Gemeinsam mit Dr. Adrian Scale, niedergelassener Handchirurg mit jahrzehntelanger Erfahrung aus großen Unfallkliniken, nehmen wir das Silvester-Risiko nüchtern unter die Lupe. 

Warum sind Hände so oft die Leidtragenden? Weil sie am nächsten an der Zündschnur sind – und weil Alkohol, Mutproben und falscher Umgang mit Pyrotechnik kleine Fehler in große Schäden verwandeln kann. 

Im Podcast sprechen wir über Brandgrade, thermische Tiefe, Narbenbildung, Kontrakturen und darüber, warum die beste Operation nicht immer die ist, die alles rekonstruiert, sondern die, die am Ende die meiste Funktion zurückgibt.

Dr. Scale führt durch echte Szenarien: von oberflächlichen Verbrennungen bis zu Blowout-Verletzungen, abgerissenen Fingern und komplexen Kontaminationen, die Ödeme und Infektionen begünstigen. 

Wir zeigen, wie thermische Schäden Rekonstruktionen in den Tagen nach dem Ereignis zunichtemachen können. Dazu kommen harte Wahrheiten über Liegezeiten, monatelange Rehabilitation und Fälle, in denen eine berufliche Neuausrichtung wegen eines Funktionsverlustes der Hand unausweichlich wird. 

Besonders eindringlich: die jährliche Welle an Kinderverletzungen am 1. Januar durch Blindgänger mit kurzen Zündschnüren.

Worauf jeder Anwender von Feuerwerk achten muss: Der Unterschied zwischen CE- und TÜV-geprüftem Feuerwerk und illegaler Pyrotechnik mit unberechenbaren Sprengstoffen wie Phosphor. Legales Feuerwerk ist kein Freifahrtschein, aber bei sachgerechter Anwendung deutlich kalkulierbarer.

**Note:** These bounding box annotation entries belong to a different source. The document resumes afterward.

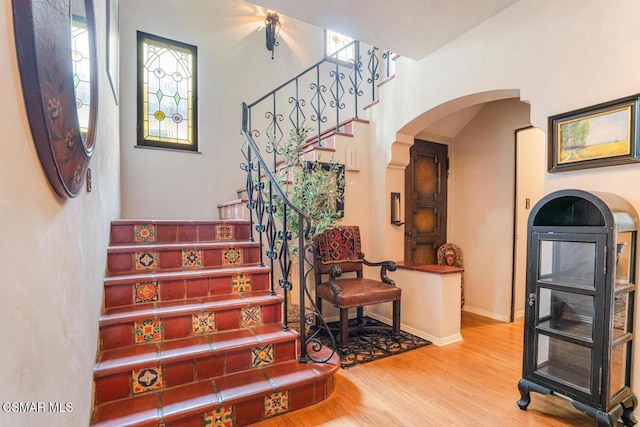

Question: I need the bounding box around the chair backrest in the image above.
[437,243,463,268]
[315,225,364,281]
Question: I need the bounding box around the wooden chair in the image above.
[315,226,402,347]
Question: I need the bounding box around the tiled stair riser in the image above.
[107,244,260,275]
[100,301,282,350]
[95,341,297,405]
[104,271,269,308]
[111,221,251,245]
[91,219,339,427]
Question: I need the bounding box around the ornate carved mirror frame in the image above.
[12,0,98,198]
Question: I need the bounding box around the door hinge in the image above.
[598,367,602,394]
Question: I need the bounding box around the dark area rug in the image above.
[319,317,431,368]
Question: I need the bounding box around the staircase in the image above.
[91,219,339,427]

Wir liefern klare, sofort anwendbare Sicherheitsregeln: nie aus der Hand zünden, Abstand halten, nicht zurücklaufen. Blindgänger liegen lassen, Anleitung wirklich befolgen und Kinder konsequent aufklären. 

Zudem klären wir auf, wann eine Verletzung zwingend in die Handchirurgie gehört – etwa bei offenen Wunden, Bewegungsstörungen, starken Schmerzen nach Nüchternheit oder zirkulären Verbrennungen mit dem Risiko eines Kompartmentsyndroms.

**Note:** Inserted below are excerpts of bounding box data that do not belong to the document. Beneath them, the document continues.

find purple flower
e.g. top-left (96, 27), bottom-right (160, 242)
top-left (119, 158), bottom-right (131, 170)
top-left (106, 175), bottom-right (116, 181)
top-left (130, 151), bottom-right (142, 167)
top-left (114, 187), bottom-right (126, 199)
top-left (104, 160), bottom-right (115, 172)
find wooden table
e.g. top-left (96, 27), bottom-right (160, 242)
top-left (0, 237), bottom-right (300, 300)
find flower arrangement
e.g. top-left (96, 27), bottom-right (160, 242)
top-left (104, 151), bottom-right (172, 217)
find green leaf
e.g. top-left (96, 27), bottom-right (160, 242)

Teile diese Folge mit Freundinnen, Eltern und allen, die zu Silvester ein Feuerwerk zünden wollen. Abonniere den Podcast, lass eine Bewertung da und hilf mit, dass mehr Menschen mit zehn funktionierenden Fingern ins neue Jahr starten.

Mehr Informationen zum verantwortungsvollen Umgang mit Feuerwerk findest Du  bei der gemeinsamen Kampagne von ärztlichen Berufsverbänden und Organisationen.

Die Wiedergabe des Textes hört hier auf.